The second factor is something that occurs to some degree every year at this time: tree pollen and its attendant allergies. Some years are worse than others. To be clear, when I talk about allergies in this context I don’t mean itchy eyes or runny nose—though of course I get those too—I mean a serious system upset. My blood oxygen can fall (92 is not unusual), my heartbeat becomes disordered (I can faint). My blood pressure doesn’t seem to know whether it should shoot up or fall down, or, hey, maybe both in the space of 15 seconds. I can’t regulate my body temperature. Over the years and after a series of doctors, the most likely explanation is that my histamine/mast cell response mechanisms don’t work properly. Most of the time it’s just irritating, inconvenient, and immiserating, but, with care and attention, mostly controllable. Occasionally, though, it’s disabling. And this year, of course, a very high pollen count just happened to coincide with vaccine season.
So, yeah, there’s that.
The third factor is a whole bunch of family stuff but that’s not my story to tell, except to say I’m feeling a bit worn down.
And yet: The sun is shining! Birds are singing! Charlie and George are in fine form! (I’ll probably do a post about their birthday next month.) I cashed a very tasty option cheque a week or two ago! (I can’t talk about that, though.) The fridge is groaning with delicious food, the counter is loaded with wine, we (still, mostly) have grownups in charge of the country! (Y’know, when they’re allowed to get anything done, of course—but, oh, don’t get me started on that.)
When you combine those with the fact that both Kelley and I are fully vaccinated and in this part of the country at least vaccination is accelerating, I am feeling hopeful that we could be on track to something resembling normal life by autumn. (I’ll be writing about that soon, too.)
Basically, right now is pretty fabulous in many ways, I’m just not focused on talking to the outside world.
So what have I been doing? Well, I haven’t been writing, and it feels odd. But I’m beginning to consider two projects (which, again, I might talk about soon in another blog post).
I’ve been doing the occasional appearance/reading/authorly thing, most recently at ICFA where I read from Spear. I’ve already posted a tiny snippet of one reading, and at some point I’ll get around to uploading and captioning the rest of it, plus another, longer reading. Again, that will be another blog post.
One thing I’ve started to do is experiment with various image and art apps, and I’ve been playing around with making some Hild-related images. That, too, will be a future blog post.

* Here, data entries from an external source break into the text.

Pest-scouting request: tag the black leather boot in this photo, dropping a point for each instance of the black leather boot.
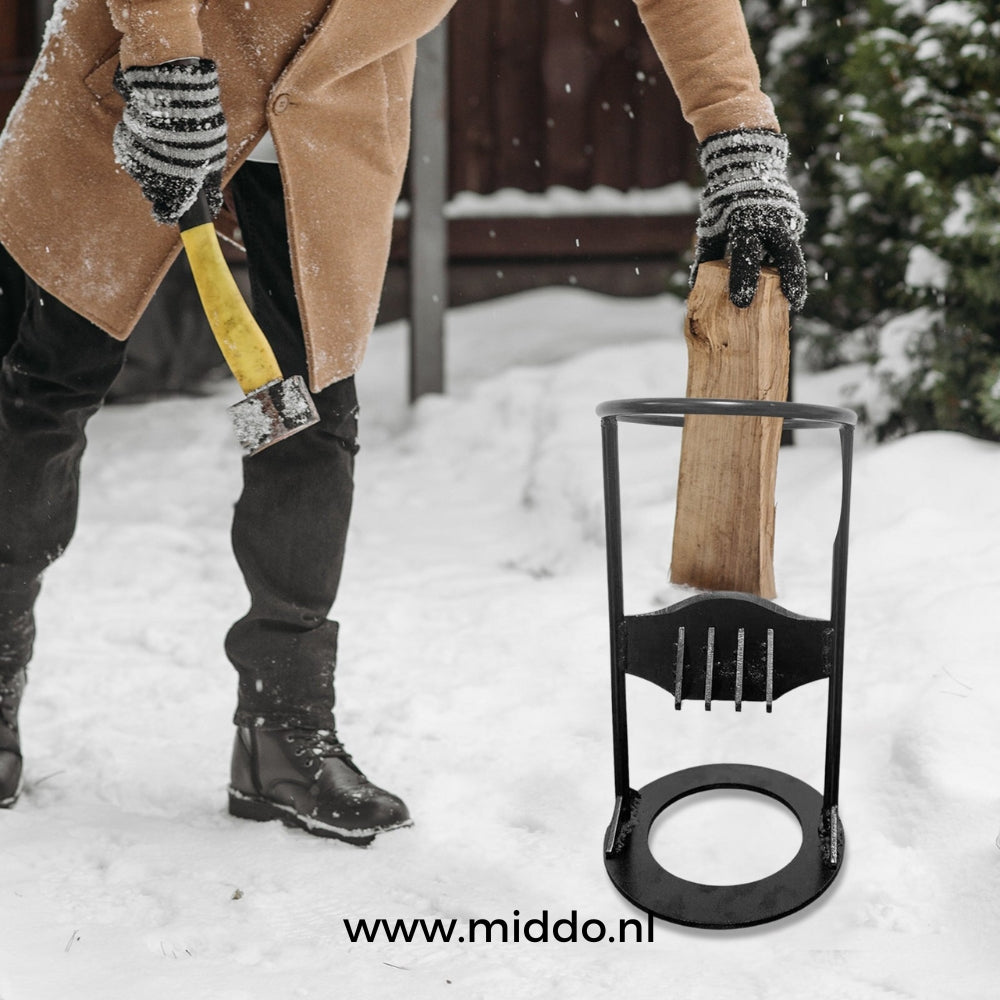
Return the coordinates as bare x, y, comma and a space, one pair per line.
10, 745
305, 778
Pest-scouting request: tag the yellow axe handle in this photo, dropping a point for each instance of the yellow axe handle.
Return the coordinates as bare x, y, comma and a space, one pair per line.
240, 339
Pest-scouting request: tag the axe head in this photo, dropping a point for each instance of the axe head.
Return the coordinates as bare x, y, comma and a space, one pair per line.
272, 413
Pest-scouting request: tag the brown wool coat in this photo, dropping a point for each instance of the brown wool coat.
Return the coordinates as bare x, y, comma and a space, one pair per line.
332, 81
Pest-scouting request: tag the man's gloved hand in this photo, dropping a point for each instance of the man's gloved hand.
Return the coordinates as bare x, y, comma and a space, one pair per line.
749, 205
172, 136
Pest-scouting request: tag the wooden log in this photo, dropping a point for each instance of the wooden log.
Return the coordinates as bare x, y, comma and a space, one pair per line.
724, 529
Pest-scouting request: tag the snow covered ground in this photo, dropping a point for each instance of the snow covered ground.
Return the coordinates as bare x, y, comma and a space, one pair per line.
473, 681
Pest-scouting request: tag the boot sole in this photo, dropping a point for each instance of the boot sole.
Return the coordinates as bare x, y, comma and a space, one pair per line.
261, 810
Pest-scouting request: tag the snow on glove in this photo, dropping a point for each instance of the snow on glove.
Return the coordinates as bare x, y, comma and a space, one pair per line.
172, 136
749, 205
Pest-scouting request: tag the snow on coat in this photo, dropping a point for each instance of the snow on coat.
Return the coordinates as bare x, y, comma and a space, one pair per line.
332, 82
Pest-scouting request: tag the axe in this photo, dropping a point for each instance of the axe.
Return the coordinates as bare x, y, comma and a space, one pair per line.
274, 407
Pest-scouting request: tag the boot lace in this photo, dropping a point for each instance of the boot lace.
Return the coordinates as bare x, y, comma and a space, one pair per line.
318, 744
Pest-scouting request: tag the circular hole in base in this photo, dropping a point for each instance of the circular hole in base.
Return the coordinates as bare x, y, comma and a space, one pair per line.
725, 836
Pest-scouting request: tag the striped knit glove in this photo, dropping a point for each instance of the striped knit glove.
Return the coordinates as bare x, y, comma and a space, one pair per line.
172, 136
749, 205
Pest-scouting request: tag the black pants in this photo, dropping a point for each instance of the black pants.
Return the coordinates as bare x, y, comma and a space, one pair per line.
289, 525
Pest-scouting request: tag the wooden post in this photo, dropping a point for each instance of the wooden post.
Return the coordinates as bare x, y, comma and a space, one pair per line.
428, 226
724, 530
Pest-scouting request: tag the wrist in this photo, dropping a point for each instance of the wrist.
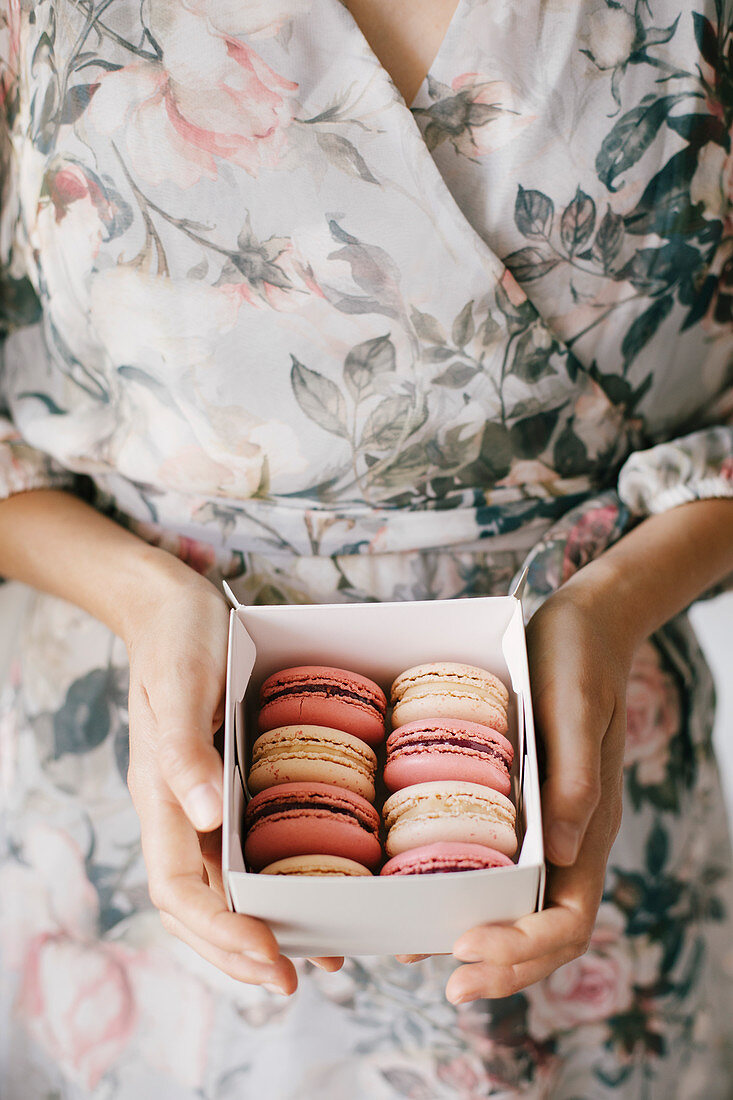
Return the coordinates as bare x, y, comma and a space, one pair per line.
606, 592
151, 580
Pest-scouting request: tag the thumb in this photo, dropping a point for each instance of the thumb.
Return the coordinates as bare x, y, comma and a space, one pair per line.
571, 727
187, 759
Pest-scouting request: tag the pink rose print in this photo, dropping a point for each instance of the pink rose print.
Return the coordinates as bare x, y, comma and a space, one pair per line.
72, 183
588, 538
588, 990
10, 47
77, 1003
653, 716
211, 97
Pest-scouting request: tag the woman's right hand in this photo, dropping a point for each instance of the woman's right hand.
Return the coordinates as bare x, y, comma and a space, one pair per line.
177, 649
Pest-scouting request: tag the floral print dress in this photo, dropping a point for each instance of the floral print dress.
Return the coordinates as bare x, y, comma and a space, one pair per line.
335, 347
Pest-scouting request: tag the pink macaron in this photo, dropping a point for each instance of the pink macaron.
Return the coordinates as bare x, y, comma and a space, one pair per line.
446, 857
448, 748
449, 810
324, 696
310, 818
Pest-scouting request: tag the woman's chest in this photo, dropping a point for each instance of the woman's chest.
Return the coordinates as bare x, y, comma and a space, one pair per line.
406, 37
245, 182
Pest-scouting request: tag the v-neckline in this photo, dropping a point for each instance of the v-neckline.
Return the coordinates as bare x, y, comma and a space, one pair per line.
450, 30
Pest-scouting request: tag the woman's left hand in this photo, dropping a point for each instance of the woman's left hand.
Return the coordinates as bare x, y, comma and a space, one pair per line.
580, 649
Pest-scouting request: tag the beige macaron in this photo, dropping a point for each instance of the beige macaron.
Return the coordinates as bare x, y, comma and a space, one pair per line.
449, 810
449, 690
313, 755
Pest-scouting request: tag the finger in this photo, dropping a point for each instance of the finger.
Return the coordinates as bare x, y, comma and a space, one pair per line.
529, 938
492, 981
173, 857
280, 978
183, 716
573, 893
328, 963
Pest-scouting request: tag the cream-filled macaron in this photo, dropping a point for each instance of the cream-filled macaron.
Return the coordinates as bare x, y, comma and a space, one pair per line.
313, 754
449, 690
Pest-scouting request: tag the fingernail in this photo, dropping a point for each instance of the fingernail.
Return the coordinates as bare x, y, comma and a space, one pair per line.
203, 805
467, 954
564, 842
259, 957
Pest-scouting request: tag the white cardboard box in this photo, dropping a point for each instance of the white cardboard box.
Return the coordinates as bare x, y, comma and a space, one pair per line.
393, 915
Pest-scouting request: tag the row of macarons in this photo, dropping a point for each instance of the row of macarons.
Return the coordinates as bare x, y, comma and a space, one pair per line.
448, 765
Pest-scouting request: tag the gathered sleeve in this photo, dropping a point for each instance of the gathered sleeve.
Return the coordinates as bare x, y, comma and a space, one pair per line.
698, 466
22, 466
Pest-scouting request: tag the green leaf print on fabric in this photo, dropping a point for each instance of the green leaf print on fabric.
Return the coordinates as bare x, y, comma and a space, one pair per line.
365, 362
631, 138
578, 222
84, 721
644, 328
529, 263
609, 239
533, 212
319, 398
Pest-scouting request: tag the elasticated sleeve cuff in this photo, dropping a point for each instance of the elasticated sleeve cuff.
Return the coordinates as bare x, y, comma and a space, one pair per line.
698, 466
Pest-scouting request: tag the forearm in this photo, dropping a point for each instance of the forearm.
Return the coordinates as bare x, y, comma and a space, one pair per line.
53, 541
663, 565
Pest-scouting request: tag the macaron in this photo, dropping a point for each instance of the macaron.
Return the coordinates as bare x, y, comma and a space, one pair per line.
449, 690
324, 696
449, 811
323, 866
310, 820
448, 748
313, 754
446, 857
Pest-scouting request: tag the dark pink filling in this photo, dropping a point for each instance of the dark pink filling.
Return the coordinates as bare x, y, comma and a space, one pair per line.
431, 868
279, 806
328, 690
491, 750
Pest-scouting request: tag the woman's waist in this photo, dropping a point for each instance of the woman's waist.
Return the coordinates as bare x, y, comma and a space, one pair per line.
510, 519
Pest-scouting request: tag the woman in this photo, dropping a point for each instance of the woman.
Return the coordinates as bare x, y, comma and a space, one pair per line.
288, 308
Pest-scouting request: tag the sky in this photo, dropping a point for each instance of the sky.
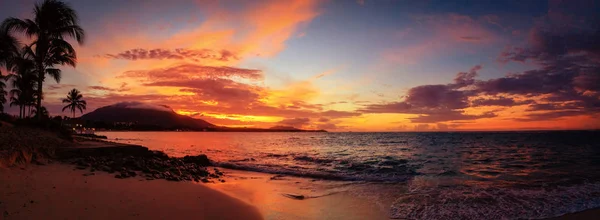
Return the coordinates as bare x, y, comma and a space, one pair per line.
341, 65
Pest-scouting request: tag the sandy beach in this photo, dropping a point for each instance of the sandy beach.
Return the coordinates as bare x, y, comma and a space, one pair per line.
56, 191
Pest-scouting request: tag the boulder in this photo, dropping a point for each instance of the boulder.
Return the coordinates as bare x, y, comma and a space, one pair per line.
201, 160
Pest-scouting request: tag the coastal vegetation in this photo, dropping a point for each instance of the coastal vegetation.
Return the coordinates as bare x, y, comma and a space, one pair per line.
74, 102
53, 23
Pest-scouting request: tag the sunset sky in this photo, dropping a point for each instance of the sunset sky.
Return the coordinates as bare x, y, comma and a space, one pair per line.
338, 65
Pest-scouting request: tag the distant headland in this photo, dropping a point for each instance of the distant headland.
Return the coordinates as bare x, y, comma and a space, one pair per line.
135, 116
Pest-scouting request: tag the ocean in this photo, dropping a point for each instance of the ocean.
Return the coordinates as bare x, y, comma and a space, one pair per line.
442, 175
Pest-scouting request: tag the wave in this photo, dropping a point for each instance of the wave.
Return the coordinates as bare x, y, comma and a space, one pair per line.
366, 173
496, 203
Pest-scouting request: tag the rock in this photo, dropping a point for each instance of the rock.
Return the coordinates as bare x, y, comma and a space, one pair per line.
294, 196
199, 160
131, 173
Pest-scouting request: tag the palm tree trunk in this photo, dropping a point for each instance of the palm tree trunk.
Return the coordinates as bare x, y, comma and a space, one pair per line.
39, 96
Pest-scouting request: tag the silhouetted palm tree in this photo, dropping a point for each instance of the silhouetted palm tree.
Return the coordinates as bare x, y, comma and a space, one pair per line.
75, 100
23, 81
8, 48
53, 21
44, 113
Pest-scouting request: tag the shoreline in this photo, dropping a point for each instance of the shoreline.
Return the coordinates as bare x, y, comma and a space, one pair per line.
272, 196
56, 191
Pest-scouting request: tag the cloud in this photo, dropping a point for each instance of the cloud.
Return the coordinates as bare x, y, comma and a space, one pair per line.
107, 89
498, 101
295, 122
141, 105
192, 71
440, 35
176, 54
551, 88
220, 90
60, 86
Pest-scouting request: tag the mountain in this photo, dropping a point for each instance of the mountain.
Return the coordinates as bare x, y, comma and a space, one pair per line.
141, 116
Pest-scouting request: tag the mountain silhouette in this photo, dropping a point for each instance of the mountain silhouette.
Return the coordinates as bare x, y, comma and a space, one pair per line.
145, 114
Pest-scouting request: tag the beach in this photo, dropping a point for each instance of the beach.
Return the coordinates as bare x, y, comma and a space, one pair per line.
58, 191
100, 179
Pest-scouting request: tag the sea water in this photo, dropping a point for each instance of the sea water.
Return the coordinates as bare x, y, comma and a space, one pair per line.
447, 175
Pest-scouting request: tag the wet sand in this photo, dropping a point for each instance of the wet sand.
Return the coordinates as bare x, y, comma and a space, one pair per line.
56, 191
591, 214
285, 197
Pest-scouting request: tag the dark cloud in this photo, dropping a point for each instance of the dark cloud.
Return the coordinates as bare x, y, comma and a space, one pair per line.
552, 115
435, 103
60, 86
328, 126
471, 38
107, 89
565, 46
221, 90
192, 71
178, 54
449, 116
324, 119
498, 101
295, 122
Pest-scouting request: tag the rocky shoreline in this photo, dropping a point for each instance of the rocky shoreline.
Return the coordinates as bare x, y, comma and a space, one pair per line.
132, 161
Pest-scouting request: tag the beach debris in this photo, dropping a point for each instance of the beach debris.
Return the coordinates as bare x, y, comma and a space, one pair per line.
277, 177
131, 161
294, 196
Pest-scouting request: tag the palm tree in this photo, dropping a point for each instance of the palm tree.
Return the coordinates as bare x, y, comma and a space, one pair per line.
23, 81
2, 93
8, 48
53, 22
44, 113
75, 101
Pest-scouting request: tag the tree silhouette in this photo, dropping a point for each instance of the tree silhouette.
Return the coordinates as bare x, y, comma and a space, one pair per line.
8, 49
53, 22
75, 101
23, 82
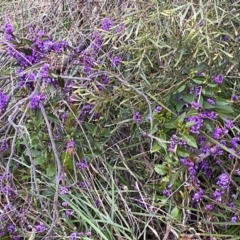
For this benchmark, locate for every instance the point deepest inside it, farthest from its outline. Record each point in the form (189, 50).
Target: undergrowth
(119, 120)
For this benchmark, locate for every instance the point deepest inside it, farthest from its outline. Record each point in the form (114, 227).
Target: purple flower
(40, 227)
(229, 124)
(198, 124)
(84, 185)
(225, 37)
(223, 181)
(137, 117)
(3, 145)
(209, 207)
(73, 236)
(64, 190)
(107, 24)
(234, 219)
(82, 164)
(195, 105)
(158, 109)
(219, 79)
(210, 101)
(217, 195)
(8, 31)
(219, 132)
(36, 100)
(11, 229)
(3, 100)
(173, 141)
(70, 144)
(69, 213)
(116, 61)
(200, 23)
(166, 192)
(198, 91)
(234, 97)
(198, 195)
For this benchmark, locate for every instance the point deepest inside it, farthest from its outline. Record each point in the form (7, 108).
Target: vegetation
(119, 121)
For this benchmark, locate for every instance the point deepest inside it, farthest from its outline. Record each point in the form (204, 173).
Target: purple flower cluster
(75, 235)
(3, 100)
(223, 181)
(82, 164)
(137, 117)
(36, 49)
(107, 24)
(36, 100)
(219, 79)
(40, 227)
(158, 109)
(8, 31)
(3, 145)
(70, 144)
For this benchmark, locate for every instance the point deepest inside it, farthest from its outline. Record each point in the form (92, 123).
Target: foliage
(132, 134)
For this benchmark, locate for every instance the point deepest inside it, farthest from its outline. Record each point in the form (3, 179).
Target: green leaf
(161, 169)
(190, 140)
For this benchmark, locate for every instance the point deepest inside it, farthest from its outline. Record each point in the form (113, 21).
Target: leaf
(190, 140)
(161, 169)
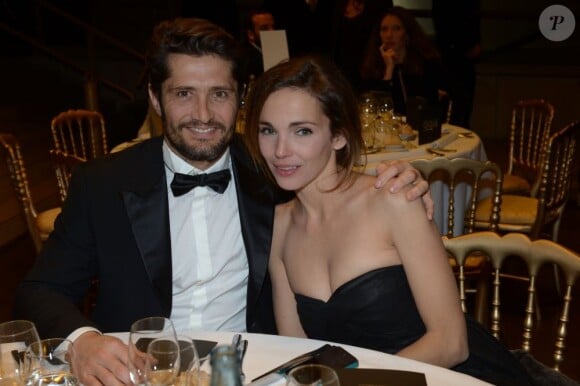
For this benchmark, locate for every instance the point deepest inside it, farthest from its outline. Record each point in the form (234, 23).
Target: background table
(266, 352)
(464, 147)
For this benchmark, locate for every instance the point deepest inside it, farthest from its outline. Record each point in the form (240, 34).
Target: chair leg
(481, 306)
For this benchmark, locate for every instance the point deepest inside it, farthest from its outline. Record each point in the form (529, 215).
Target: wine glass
(142, 333)
(162, 362)
(309, 375)
(47, 362)
(15, 337)
(189, 372)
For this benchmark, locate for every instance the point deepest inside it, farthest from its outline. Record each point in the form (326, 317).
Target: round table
(266, 352)
(462, 143)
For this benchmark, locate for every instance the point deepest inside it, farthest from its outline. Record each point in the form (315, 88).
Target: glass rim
(4, 326)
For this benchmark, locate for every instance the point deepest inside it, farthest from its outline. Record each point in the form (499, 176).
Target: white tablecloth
(465, 147)
(266, 352)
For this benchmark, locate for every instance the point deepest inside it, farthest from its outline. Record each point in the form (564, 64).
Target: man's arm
(394, 175)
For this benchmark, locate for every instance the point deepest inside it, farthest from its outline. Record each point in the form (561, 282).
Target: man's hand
(395, 175)
(100, 360)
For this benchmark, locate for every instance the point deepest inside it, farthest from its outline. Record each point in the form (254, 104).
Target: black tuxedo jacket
(114, 226)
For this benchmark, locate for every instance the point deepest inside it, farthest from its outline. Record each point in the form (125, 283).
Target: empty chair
(532, 215)
(80, 133)
(535, 254)
(473, 179)
(64, 165)
(470, 177)
(39, 224)
(529, 132)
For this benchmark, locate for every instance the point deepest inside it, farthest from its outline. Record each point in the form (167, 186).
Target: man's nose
(202, 110)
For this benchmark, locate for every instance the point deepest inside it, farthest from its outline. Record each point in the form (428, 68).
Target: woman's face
(295, 139)
(393, 34)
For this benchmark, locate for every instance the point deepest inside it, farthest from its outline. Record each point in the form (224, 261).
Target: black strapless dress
(377, 311)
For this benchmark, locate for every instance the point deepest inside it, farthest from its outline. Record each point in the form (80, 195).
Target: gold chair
(532, 215)
(80, 133)
(64, 165)
(39, 224)
(458, 171)
(529, 132)
(478, 176)
(534, 254)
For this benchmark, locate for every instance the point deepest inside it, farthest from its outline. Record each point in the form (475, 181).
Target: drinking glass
(162, 362)
(141, 334)
(189, 368)
(47, 362)
(15, 337)
(313, 375)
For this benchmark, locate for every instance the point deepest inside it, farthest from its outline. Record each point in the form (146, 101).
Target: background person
(256, 20)
(400, 59)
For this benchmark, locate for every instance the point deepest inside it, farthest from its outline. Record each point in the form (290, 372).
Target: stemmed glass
(142, 333)
(48, 363)
(15, 337)
(368, 116)
(162, 362)
(308, 375)
(189, 369)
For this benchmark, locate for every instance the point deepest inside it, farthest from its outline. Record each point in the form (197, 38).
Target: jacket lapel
(147, 209)
(256, 206)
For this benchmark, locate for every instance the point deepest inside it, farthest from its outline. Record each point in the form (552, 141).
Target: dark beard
(206, 154)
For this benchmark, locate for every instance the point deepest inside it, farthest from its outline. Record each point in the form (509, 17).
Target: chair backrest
(80, 133)
(11, 152)
(535, 254)
(64, 165)
(529, 132)
(556, 177)
(480, 176)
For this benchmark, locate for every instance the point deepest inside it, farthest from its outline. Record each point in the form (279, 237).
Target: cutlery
(240, 345)
(433, 151)
(243, 348)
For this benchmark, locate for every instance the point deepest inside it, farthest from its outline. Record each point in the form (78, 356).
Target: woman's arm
(432, 283)
(285, 312)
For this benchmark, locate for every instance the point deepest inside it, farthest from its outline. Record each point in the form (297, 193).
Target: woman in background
(400, 59)
(349, 263)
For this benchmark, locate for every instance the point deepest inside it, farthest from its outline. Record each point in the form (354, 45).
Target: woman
(401, 59)
(346, 264)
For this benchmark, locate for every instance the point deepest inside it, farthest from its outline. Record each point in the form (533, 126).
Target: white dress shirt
(209, 262)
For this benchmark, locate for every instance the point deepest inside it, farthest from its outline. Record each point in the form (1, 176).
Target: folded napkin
(443, 141)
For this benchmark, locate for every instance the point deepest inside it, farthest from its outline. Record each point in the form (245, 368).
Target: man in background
(256, 20)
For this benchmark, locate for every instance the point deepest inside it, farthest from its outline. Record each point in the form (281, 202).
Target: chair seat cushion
(45, 222)
(515, 210)
(515, 184)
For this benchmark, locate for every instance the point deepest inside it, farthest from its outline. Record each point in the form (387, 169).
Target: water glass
(313, 375)
(15, 337)
(47, 362)
(142, 333)
(162, 362)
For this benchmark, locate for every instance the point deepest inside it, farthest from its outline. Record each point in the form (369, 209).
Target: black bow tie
(183, 183)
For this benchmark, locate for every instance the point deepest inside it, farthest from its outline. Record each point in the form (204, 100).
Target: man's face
(261, 22)
(198, 105)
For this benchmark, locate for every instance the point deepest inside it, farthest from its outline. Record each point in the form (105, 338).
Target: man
(257, 20)
(158, 248)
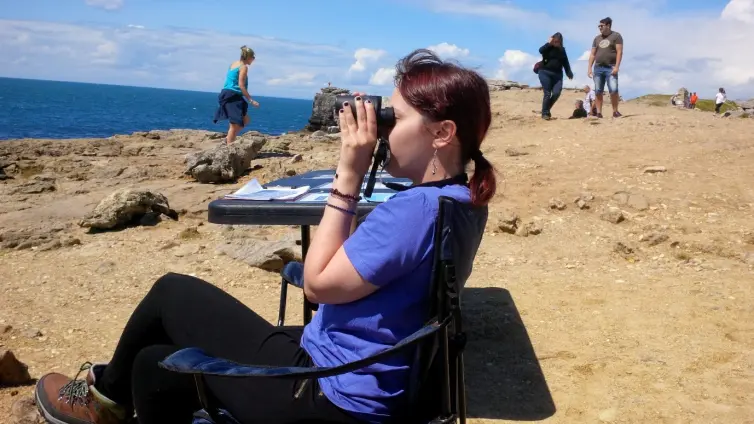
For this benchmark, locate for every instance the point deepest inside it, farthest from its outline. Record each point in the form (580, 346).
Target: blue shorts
(603, 74)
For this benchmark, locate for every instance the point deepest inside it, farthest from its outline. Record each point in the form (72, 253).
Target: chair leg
(283, 301)
(461, 387)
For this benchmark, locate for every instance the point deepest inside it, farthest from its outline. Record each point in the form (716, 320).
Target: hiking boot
(64, 401)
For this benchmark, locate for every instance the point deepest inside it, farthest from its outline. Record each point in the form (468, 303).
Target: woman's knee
(174, 283)
(160, 394)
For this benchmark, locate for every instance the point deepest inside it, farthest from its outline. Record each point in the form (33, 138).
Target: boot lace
(76, 391)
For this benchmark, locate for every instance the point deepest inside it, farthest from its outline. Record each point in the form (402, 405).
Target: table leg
(305, 240)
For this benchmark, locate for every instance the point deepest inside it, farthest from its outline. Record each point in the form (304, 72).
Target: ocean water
(51, 109)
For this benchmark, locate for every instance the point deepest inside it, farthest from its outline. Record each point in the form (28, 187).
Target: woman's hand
(358, 136)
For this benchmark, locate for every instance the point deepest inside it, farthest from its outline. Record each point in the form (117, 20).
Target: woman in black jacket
(554, 60)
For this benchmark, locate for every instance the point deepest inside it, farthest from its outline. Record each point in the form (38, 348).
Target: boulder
(322, 117)
(224, 163)
(126, 206)
(262, 254)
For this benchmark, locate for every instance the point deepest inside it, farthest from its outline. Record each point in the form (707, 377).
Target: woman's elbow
(311, 294)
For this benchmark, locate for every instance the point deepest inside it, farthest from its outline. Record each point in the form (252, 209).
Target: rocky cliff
(322, 117)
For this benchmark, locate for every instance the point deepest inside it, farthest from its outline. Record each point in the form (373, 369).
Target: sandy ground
(649, 320)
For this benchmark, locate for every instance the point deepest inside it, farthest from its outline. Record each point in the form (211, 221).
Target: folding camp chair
(438, 370)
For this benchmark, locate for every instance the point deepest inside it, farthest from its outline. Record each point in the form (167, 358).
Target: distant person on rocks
(606, 57)
(720, 99)
(232, 105)
(554, 61)
(590, 101)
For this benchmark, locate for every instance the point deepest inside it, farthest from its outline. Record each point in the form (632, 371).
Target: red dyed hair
(441, 91)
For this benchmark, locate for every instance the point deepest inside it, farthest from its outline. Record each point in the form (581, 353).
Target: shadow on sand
(503, 376)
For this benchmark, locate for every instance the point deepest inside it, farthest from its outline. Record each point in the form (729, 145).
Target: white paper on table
(254, 191)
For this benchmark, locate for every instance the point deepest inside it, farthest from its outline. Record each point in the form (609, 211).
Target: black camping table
(305, 211)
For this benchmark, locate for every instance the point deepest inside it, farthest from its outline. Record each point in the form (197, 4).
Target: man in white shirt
(589, 98)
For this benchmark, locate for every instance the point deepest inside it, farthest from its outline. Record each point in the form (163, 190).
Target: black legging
(181, 311)
(552, 86)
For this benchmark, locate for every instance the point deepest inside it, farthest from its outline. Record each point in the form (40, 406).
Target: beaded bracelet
(343, 196)
(344, 210)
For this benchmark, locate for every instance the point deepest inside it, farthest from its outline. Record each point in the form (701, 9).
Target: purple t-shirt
(391, 249)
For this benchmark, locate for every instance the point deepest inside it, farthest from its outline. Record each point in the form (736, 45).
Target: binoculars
(385, 121)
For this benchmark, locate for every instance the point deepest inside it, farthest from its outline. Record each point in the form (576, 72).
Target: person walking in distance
(554, 61)
(589, 101)
(233, 100)
(720, 99)
(604, 64)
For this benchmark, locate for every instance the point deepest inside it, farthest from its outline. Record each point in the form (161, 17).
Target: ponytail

And finally I’ve been reading. Mostly it’s been research that I couldn’t get to during my galloping productivity last year, but also some fiction. And that will be yet another blog post: a handful of books to look for in the next month.
So basically: I’ve been tired, I’m feeling better, and lots of blog posts will be coming soon.
*Migraine with Brainstem Aura, formerly known as Basilar Artery Migraines
7 thoughts on “Catching up”
I just read your novel Ammonite and wanted to say: Thank you for it! It’s phenomenal 👍😍
Every time I feel like whining about my own migraines which bring on nausea and sight sensitivity, I read about someone else’s migraines which are much worse. (wry grin) I’m sorry you’re having to put up with this on top of terrible affect effects from your shot. You’re a trooper and an inspiration to the rest of us. Sometimes we all need a break to take care of ourselves. You are the source of your own writing. To continue writing, you need to take care of yourself and take breaks. I’m glad to hear you’re doing so. Take care of yourself.
@Andreas: You are so welcome. And I’m delighted that a book wrote so long ago still works for readers today.
@rhodry Oh, I am! I have so much more to write…
That’s why it’s important that Gollancz‘s SF Masterworks keeps such works accessible for readers. Keep healthy and enjoy a warm-hearted review ☺️
I, too, recently reread Ammonite. Loved it again, and also really enjoyed the resonance with the virus theme. It helped me shift my feelings about this past year in a more optimistic direction. So thank you!
Looking forward to Spear and Menewood so much!